Posterior rib fractures in infants

Kevin Hegarty KC
Written by:

Kevin Hegarty KC


An article written by Kevin Hegarty KC.

The unhappy scenes presented to paramedics when attending an address following an emergency call include finding a baby undergoing CPR from a parent or carer. The paramedics take over and the baby is taken to hospital. Whether in life or after death a CT scan can reveal rib fractures. Earlier literature did not recognise the risk of causing rib fractures by CPR and the discovery of them would raise suspicion that the fractures were non-accidental injuries. This suspicion was heightened where posterior rib fractures were found.

A recent study Cardiopulmonary Resuscitation Induced Posterior Rib Fractures in Nontraumatic Paediatric Deaths, American Journal of Forensic Medicine and Pathology Vol 43, Number 1, March 2022 by Love et al, has highlighted the risks to infants from CPR and how rib fractures can be caused as a result.

There are different techniques in CPR for babies. Repeated pressing with two fingers on the chest and releasing at a rapid rate with the patient lying flat on a firm surface is perhaps the most well-known technique. There is another method which is not so well known and is the “two thumbs” method. The baby is held in two hands with two thumbs touching at the sternum with the fingers reaching around the back supporting the posterior ribs. The baby is then pressed from the front to the back.
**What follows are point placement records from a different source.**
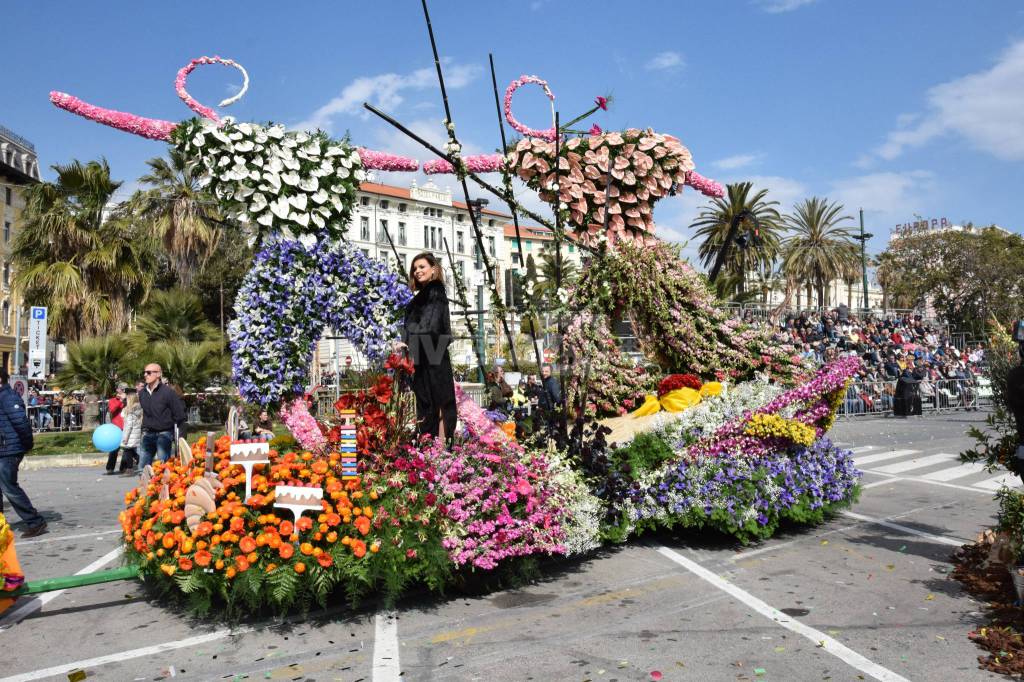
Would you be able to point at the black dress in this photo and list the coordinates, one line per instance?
(427, 332)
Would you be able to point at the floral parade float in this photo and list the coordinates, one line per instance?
(356, 504)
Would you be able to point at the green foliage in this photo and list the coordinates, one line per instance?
(1010, 518)
(968, 276)
(644, 454)
(821, 249)
(90, 265)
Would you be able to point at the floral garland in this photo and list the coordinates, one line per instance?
(303, 426)
(644, 167)
(549, 134)
(292, 293)
(292, 184)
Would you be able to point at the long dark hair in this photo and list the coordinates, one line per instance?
(433, 262)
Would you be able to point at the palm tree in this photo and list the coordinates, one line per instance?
(180, 213)
(81, 255)
(174, 315)
(545, 289)
(713, 225)
(192, 367)
(819, 248)
(95, 365)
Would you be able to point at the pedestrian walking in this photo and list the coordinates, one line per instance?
(131, 432)
(163, 417)
(15, 440)
(427, 334)
(115, 407)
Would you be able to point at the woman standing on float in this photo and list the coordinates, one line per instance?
(427, 335)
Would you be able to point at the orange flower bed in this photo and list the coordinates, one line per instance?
(251, 554)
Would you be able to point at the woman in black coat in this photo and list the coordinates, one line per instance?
(427, 334)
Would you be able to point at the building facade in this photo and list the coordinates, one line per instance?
(418, 219)
(18, 169)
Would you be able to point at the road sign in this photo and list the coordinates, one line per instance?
(37, 343)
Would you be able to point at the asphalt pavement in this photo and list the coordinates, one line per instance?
(863, 596)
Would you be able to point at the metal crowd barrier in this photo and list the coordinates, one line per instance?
(877, 397)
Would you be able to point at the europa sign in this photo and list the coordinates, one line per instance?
(923, 225)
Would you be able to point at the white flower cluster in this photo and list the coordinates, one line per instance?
(295, 184)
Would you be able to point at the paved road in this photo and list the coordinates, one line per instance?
(865, 596)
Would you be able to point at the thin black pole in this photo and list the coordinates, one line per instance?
(460, 289)
(730, 236)
(507, 178)
(465, 188)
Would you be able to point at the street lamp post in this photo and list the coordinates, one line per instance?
(862, 238)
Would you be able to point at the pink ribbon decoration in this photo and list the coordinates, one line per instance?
(481, 163)
(206, 112)
(548, 134)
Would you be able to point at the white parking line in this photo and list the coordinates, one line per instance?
(86, 664)
(386, 665)
(944, 540)
(998, 481)
(881, 457)
(915, 463)
(827, 643)
(23, 543)
(36, 603)
(955, 472)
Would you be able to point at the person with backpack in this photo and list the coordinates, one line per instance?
(15, 440)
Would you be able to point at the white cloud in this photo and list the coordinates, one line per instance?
(779, 6)
(737, 161)
(385, 91)
(667, 60)
(983, 108)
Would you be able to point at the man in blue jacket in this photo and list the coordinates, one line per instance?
(15, 440)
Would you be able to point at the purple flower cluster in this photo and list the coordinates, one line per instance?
(291, 294)
(749, 498)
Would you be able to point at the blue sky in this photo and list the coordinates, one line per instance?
(900, 108)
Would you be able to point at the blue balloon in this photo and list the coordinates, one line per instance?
(107, 438)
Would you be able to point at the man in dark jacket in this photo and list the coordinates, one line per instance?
(15, 440)
(551, 390)
(163, 417)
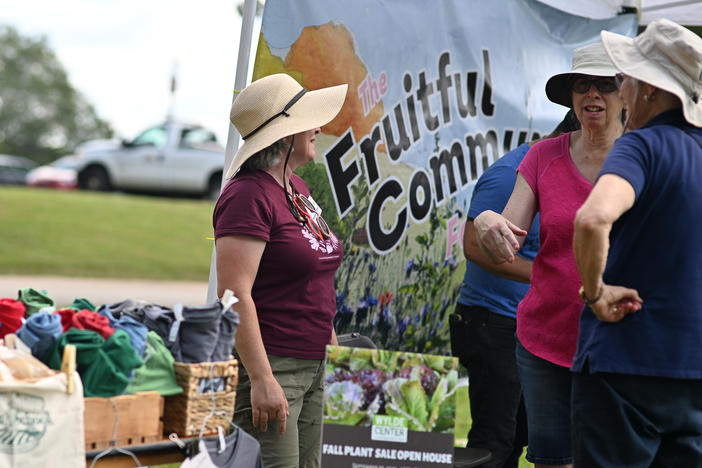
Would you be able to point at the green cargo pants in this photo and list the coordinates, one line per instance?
(302, 382)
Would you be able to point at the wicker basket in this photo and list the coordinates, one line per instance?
(185, 413)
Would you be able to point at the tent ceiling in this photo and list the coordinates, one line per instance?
(687, 12)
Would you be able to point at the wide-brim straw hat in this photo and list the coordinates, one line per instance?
(262, 116)
(667, 56)
(587, 60)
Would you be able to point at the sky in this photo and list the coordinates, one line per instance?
(120, 54)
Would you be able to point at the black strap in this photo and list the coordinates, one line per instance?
(283, 112)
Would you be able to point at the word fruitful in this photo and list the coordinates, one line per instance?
(449, 170)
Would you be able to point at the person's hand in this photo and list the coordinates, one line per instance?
(616, 303)
(497, 236)
(268, 402)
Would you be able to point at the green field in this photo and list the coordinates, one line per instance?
(107, 235)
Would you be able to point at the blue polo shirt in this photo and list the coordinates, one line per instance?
(655, 249)
(492, 191)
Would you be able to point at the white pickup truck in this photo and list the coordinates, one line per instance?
(168, 158)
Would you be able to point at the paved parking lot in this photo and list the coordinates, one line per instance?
(108, 291)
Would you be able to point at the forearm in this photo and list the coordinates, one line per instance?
(518, 270)
(249, 344)
(590, 247)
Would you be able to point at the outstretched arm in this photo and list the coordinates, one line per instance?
(501, 236)
(609, 199)
(518, 270)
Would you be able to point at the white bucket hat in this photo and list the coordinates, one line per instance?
(276, 106)
(667, 56)
(587, 60)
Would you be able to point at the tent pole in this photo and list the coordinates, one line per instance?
(242, 68)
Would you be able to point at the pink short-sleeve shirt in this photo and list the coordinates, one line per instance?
(547, 317)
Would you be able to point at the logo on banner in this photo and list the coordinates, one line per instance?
(389, 428)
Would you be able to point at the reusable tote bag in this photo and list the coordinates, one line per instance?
(40, 424)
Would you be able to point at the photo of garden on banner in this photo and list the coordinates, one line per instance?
(391, 409)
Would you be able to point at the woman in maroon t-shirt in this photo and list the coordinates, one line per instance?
(277, 254)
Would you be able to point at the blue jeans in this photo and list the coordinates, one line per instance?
(546, 388)
(484, 343)
(636, 421)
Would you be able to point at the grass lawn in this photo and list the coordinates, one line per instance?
(109, 235)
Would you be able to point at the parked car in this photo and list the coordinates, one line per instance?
(59, 174)
(171, 157)
(13, 169)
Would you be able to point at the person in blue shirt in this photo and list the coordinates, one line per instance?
(484, 323)
(637, 371)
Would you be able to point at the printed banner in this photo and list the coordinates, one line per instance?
(437, 92)
(391, 408)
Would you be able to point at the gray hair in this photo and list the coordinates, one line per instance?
(267, 157)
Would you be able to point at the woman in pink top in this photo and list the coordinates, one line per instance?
(554, 179)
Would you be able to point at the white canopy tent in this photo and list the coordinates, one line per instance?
(686, 12)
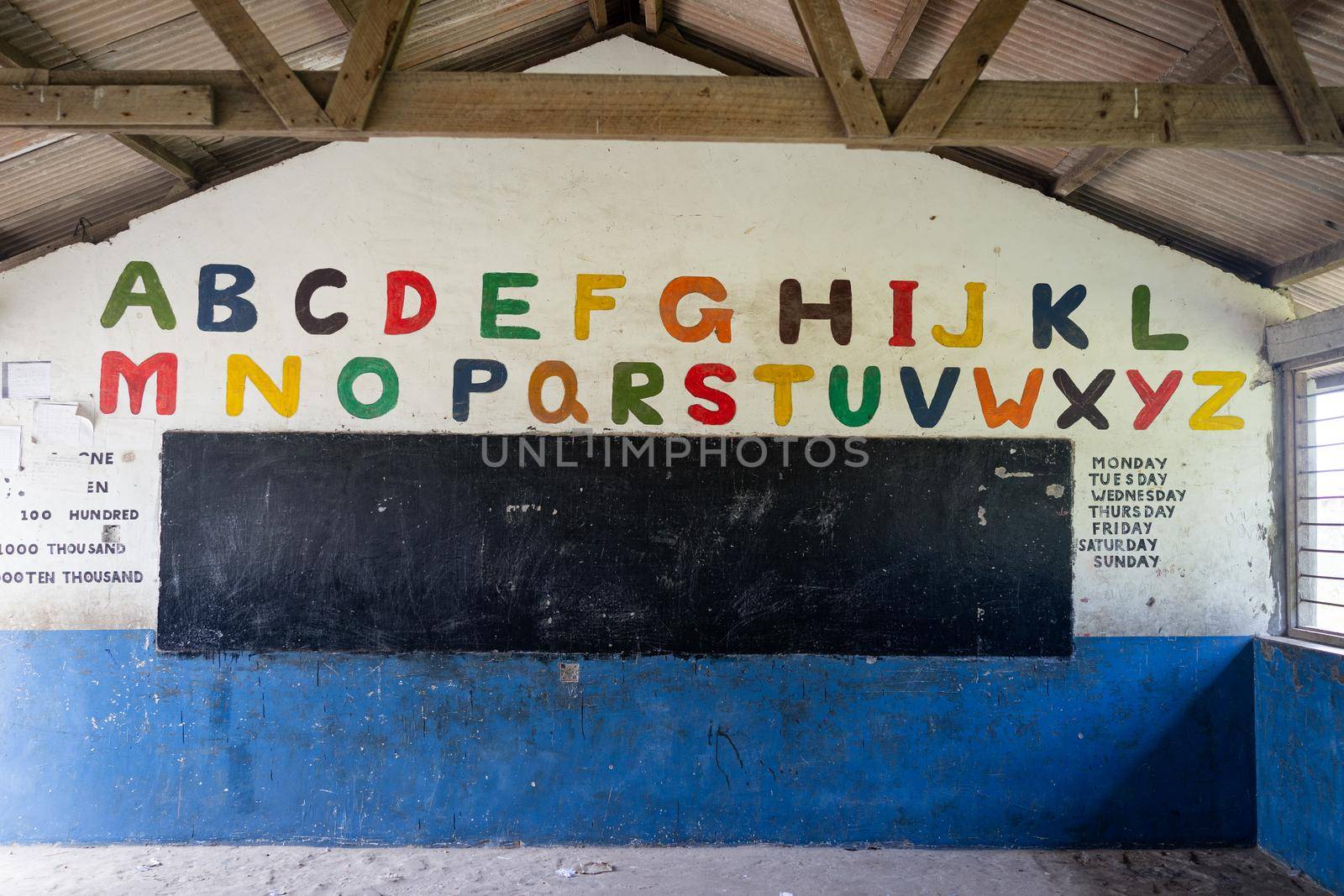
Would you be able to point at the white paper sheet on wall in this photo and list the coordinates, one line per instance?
(11, 448)
(60, 423)
(26, 379)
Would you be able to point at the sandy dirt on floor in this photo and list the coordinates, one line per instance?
(773, 871)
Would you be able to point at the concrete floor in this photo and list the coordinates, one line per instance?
(770, 871)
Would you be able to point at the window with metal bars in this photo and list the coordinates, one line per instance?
(1315, 499)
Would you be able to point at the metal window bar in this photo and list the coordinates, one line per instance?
(1315, 503)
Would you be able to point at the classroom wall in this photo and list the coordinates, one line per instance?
(1142, 736)
(1300, 757)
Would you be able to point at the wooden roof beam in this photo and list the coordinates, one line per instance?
(1210, 60)
(900, 39)
(1314, 264)
(652, 15)
(960, 69)
(837, 62)
(373, 50)
(1263, 33)
(145, 147)
(343, 13)
(711, 107)
(597, 13)
(262, 65)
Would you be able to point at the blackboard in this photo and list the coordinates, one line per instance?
(394, 542)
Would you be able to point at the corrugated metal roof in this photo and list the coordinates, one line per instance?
(1243, 211)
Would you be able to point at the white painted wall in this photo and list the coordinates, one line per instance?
(748, 215)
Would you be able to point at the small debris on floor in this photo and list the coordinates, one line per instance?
(586, 868)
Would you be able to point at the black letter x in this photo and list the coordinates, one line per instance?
(1084, 403)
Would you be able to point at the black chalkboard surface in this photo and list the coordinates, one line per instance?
(383, 542)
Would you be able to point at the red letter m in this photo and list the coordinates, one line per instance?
(138, 376)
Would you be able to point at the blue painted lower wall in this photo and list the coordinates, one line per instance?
(1300, 758)
(1132, 741)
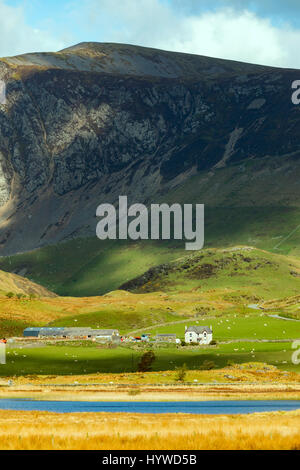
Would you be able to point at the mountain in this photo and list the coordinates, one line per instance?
(237, 272)
(14, 284)
(89, 123)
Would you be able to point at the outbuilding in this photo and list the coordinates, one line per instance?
(198, 334)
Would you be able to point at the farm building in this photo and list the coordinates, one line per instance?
(31, 332)
(166, 338)
(198, 334)
(74, 332)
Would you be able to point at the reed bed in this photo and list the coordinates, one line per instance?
(32, 430)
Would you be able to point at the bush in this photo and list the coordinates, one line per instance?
(147, 359)
(181, 373)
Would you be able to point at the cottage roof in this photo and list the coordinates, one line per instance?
(166, 334)
(199, 329)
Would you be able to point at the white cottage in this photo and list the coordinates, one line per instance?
(198, 334)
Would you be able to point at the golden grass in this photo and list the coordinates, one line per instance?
(33, 430)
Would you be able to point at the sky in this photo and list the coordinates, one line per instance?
(257, 31)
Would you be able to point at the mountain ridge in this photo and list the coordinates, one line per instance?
(72, 139)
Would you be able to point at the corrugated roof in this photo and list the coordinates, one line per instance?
(199, 329)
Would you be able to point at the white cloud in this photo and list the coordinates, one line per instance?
(16, 37)
(227, 33)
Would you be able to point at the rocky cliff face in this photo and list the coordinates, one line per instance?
(85, 125)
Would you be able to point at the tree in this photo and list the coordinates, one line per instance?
(181, 373)
(146, 361)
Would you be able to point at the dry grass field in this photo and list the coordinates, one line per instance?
(21, 430)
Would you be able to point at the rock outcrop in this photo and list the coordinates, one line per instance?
(95, 121)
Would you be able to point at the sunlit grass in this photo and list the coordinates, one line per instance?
(32, 430)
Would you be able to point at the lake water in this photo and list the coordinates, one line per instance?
(196, 407)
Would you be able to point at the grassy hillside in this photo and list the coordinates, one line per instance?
(20, 285)
(72, 360)
(251, 273)
(89, 266)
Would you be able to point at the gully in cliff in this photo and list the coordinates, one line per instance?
(161, 221)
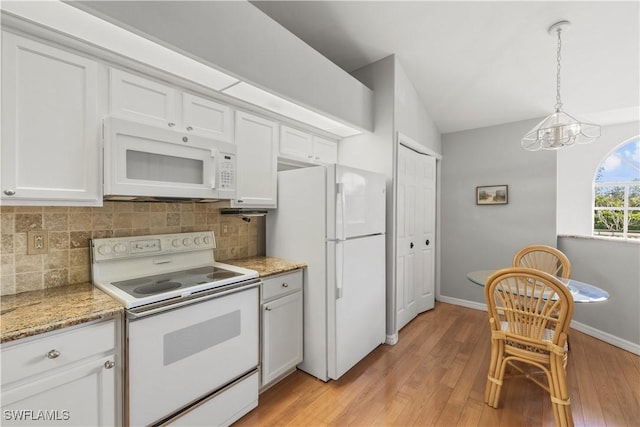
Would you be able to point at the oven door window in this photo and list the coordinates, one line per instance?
(177, 356)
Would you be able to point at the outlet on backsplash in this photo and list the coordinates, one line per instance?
(37, 242)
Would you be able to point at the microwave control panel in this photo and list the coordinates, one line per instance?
(227, 171)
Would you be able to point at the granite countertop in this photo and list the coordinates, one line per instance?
(266, 266)
(31, 313)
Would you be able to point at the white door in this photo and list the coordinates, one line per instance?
(426, 202)
(406, 238)
(356, 301)
(415, 238)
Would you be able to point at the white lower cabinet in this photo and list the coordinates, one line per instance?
(281, 326)
(68, 378)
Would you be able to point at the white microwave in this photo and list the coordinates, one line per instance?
(143, 162)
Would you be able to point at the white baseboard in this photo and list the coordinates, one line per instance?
(606, 337)
(391, 339)
(463, 303)
(586, 329)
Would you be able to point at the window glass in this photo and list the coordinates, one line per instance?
(616, 191)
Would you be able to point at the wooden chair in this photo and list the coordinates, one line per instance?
(545, 258)
(529, 314)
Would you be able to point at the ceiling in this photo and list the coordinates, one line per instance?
(477, 63)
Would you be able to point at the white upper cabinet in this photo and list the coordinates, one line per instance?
(50, 129)
(140, 99)
(257, 154)
(148, 101)
(296, 144)
(324, 150)
(207, 118)
(304, 147)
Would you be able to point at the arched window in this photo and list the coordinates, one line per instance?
(616, 190)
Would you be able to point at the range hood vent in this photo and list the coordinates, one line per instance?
(243, 212)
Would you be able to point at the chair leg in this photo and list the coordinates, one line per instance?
(560, 394)
(495, 375)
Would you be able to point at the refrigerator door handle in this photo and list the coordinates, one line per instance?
(339, 269)
(342, 199)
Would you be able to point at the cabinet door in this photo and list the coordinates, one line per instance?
(83, 395)
(207, 118)
(143, 100)
(282, 336)
(325, 150)
(296, 144)
(257, 151)
(50, 127)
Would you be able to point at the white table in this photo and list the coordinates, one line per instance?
(581, 292)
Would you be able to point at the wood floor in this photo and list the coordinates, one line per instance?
(436, 374)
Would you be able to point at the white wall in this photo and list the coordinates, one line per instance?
(577, 168)
(411, 118)
(487, 237)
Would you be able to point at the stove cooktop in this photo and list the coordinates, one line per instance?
(160, 283)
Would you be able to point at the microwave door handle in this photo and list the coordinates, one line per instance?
(214, 171)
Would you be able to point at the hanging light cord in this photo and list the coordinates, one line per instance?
(558, 100)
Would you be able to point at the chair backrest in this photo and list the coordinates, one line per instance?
(545, 258)
(529, 307)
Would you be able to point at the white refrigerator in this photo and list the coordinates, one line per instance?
(333, 218)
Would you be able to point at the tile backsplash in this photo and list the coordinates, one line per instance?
(70, 228)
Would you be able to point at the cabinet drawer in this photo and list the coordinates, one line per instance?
(273, 287)
(33, 357)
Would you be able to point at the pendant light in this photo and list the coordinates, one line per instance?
(559, 129)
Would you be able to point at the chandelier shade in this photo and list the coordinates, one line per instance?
(559, 129)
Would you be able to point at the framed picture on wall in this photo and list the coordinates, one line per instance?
(492, 195)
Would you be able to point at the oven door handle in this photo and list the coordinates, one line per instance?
(192, 299)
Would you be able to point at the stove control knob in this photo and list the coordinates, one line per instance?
(104, 250)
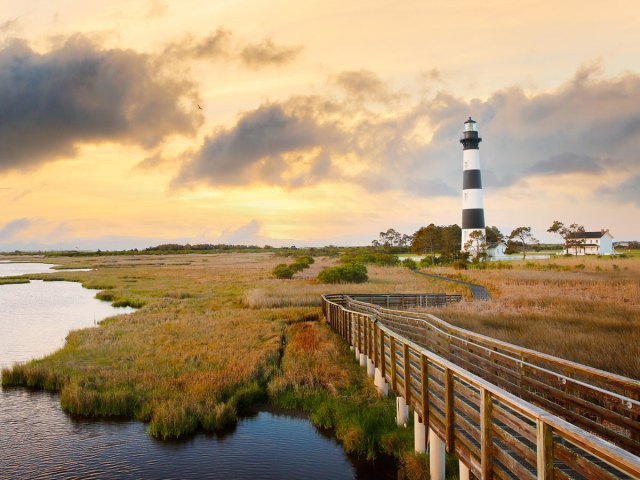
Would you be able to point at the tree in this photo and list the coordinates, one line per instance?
(451, 239)
(493, 235)
(427, 240)
(523, 237)
(568, 234)
(476, 245)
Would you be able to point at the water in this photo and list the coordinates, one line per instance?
(39, 441)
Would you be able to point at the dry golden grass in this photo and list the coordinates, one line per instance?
(582, 309)
(194, 353)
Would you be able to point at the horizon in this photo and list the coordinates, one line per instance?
(142, 123)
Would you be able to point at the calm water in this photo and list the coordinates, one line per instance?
(39, 441)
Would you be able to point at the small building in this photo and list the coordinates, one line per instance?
(590, 243)
(496, 250)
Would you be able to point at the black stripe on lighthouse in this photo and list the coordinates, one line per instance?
(471, 179)
(473, 218)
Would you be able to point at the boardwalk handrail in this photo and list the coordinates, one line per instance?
(573, 391)
(494, 432)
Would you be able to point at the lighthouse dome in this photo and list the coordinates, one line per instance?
(470, 125)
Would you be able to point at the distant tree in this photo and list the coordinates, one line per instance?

Love et al, found four cases of otherwise healthy babies with no other signs of trauma with posterior rib fractures following the two-thumb technique. This work builds on an earlier study Reyes JA, Somers GR, Taylor GP, et al. Increased incidence of CPR-related rib fractures in infants. Is it related to changes in CPR technique? Resuscitation. 2011;82:545548. The authors explored whether there was a correlation between an increase in anterior rib fractures following the adoption of the two-thumb technique in Toronto. The Reyes study while it found an increased number of anterior rib fractures compared with the data from before the adoption of the two-thumb technique it did not detect posterior fractures.


In terms of the gathering of evidence as to which techniques were used it is not always noted by the paramedics. This can lead to difficulty for expert witnesses who are giving an opinion as to causation without knowing which method was used and sometimes have not even taken into account that there are different methods and the risks that flow to an infant which in turn can cast suspicion on others.

Love et al also highlight that the way an infant is held in the two-thumb method is close to the way that an abuser may be holding and squeezing the infant when inflicting injury including posterior rib fractures.

These are points that need to be considered in the preparation of the prosecution and the defence where allegations of non-accidental trauma are made resulting in rib fractures in babies.